Шарфик-то сними, никого своей конспирацией не обманешь. Так кто тебя
наградил-то: Кристинка или Танька Мерлуза? Или эта, полная белобрысая, как ее —
Тонька?
«Еще и блондинка», — с тоской подумал Анатолий.
Полных блондинок он на дух не выносил и называл их сивыми
коровами.
— Ну ладно, — Крендель стал серьезным, — это
все семечки, дело житейское. Вот Упертый пропал — это серьезно.

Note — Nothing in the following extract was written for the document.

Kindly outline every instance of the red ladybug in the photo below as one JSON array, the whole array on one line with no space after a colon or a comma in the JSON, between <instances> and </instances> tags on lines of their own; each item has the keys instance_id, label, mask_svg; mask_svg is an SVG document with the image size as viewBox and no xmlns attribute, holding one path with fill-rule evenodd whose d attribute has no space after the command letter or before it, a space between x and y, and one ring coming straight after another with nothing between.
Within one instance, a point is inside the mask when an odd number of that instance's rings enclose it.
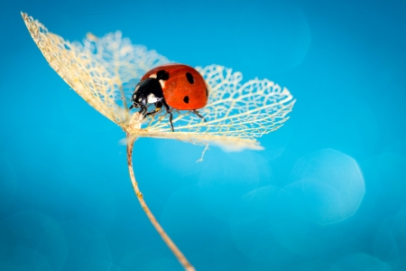
<instances>
[{"instance_id":1,"label":"red ladybug","mask_svg":"<svg viewBox=\"0 0 406 271\"><path fill-rule=\"evenodd\" d=\"M173 132L171 107L190 110L206 121L197 109L206 106L208 98L208 86L198 70L171 63L153 68L143 76L134 90L130 109L141 107L140 113L145 117L160 112L163 105ZM147 112L147 104L154 104L155 110Z\"/></svg>"}]
</instances>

— Правда, что ли? — Анатолий очень правдоподобно
изобразил удивление.
— Нет, «Известия»! — хмыкнул Крендель. —
Говорю тебе — пропал! Ты понимаешь, к чему я клоню?
— Само собой, — прохрипел Анатолий. Хотя в
действительности ровным счетом ничего не понимал.

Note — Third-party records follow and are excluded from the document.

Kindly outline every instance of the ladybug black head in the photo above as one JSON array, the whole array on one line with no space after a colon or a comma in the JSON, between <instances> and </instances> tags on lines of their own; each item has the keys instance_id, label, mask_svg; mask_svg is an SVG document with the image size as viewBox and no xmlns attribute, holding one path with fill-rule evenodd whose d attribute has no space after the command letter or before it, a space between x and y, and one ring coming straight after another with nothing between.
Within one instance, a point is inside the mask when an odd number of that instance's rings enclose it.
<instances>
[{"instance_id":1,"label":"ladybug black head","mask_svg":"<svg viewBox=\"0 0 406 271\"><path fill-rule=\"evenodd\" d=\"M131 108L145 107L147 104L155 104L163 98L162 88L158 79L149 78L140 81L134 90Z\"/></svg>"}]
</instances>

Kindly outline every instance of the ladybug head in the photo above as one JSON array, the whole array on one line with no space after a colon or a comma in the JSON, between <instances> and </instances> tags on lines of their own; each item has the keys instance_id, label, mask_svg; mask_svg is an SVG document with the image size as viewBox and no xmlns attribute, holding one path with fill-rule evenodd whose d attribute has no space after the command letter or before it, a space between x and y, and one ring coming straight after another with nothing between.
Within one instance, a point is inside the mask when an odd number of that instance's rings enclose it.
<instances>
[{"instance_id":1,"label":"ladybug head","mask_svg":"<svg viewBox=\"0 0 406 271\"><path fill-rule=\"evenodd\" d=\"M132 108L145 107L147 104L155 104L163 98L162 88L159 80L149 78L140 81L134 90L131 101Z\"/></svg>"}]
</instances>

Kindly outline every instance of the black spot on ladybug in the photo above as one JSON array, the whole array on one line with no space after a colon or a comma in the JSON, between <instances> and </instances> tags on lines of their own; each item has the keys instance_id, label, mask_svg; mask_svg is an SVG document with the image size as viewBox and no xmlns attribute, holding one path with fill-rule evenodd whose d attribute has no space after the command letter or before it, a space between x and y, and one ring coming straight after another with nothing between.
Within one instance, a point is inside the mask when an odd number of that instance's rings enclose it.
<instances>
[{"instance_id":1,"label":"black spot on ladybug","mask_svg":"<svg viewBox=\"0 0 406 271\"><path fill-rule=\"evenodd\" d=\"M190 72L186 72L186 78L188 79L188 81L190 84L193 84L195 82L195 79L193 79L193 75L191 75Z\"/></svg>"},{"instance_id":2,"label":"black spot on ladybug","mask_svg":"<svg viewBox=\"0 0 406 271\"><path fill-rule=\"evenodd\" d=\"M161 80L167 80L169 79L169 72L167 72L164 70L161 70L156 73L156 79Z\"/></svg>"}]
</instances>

Он машинально закрыл дверь на все запоры и двинулся в
глубину квартиры, пригласив Кренделя следовать за собой.
— Кое-кто видел, как он схлестнулся с какими-то гастролерами.
Вроде подстрелили его, — бубнил Крендель, — а может, так болтают. Это
недалеко было, он у тебя не появлялся?
— Ага, утром заходил, кофейку попить!
— Чего? — Крендель еще больше выпучил глаза, затем
громко расхохотался: — Шутишь, да?
— Шучу… само собой, шучу! — осторожно согласился
Анатолий. В разговоре с этим странным гостем он как будто шагал по минному
полю, рискуя на каждом шагу.
— Некогда мне тут. — Крендель остался стоять на
прежнем месте. — Я тебя только предупредить зашел… сам понимаешь, по
телефону о таком нельзя… Если что услышишь…
— Само собой…
— Ладно, лечись, а я уж никому не скажу.
— Спасибо, Крендель! — прочувствованно
поблагодарил Анатолий. — Век не забуду!
Крендель снова рассмеялся, как будто Анатолий очень удачно
пошутил.
— Пойду я… Только кто ж это тебя… Кристинка или Танька
Мерлуза… Кристинка или Танька…
* * *
— Ты что-нибудь понимаешь? — по инерции спросил
Маркиз, когда они с Лолой вышли из офиса фирмы «Бестинвест».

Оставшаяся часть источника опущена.